Once this connection has been established, it will be confirmed in DeltaControl.log on subsequent hosts.

<->2022.01.12D03:31:52.955 ### bbb.host ### normal ### (31509): New list of active peers received from leader on aaa.host.com:15001 at uid 24 ### `aaa.host.com:15001`bbb.host.com:15001
host                     port  handle uid lead dr retry leadconn
----------------------------------------------------------------
aaa.host.com             15001 7      24  1    0        1
bbb.host.com             15001 0      0   0    0        0

You can look up DeltaControl.log using the command:

refinery logs --view --process DeltaControl

Note

The refinery logs commands can only find logs for local processes

Delta Control daemon

The Delta Control daemon must be started on all hosts individually, beginning with the primary host, followed by subsequent hosts. DeltaControl.log on the primary host will confirm logon of a daemon from all hosts.

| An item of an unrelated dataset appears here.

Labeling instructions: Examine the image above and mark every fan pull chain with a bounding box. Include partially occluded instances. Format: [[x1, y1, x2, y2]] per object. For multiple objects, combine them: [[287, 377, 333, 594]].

<->2022.01.12D03:32:10.967 ### aaa.host ### normal ### (6859): Daemon logon from aaa.host.com:0 ### `ip`OS`handle!(`171.25.0.4;`linux;8i)
<->2022.01.12D03:32:16.873 ### aaa.host ### normal ### (6859): Daemon logon from bbb.host.com:0 ### `ip`OS`handle!(`171.25.0.2;`linux;10i)

Process Manager

The Process Manager is started from the primary host only and is shared across hosts. Only one Process Manager is needed for the cluster.

Workflows

All workflows are started from the primary host only.

# Start Core Workflow A
refinery workflow --start-core --environment A

# Start Core Workflow B
refinery workflow --start-core --environment B

The daemon launches the core workflows.

Pipelines

Pipelines can be started from any host. They are launched by the Process Manager.

Full sequence

# Start Delta Control (Run on primary host, then secondary host)
refinery application --start-control

# Start Delta Control Daemon (run on primary host, then secondary host)
refinery application --start-daemon

# Start Process Manager (run on primary host)
refinery process-manager --start --wait

# Start Core Workflow A (run on primary host)
refinery workflow --start-core --environment A

# Start Core Workflow B (run on primary host)
refinery workflow --start-core --environment B

# Start pipelines (run on primary host)
refinery pipeline --start *pipeline-1*,*pipeline-2*

Shutting down all processes

You can shut down the system with the following command:

refinery application --stop-all

Clustered deployment

On a clustered deployment, you must run the shutdown command first on the secondary host then on the primary host.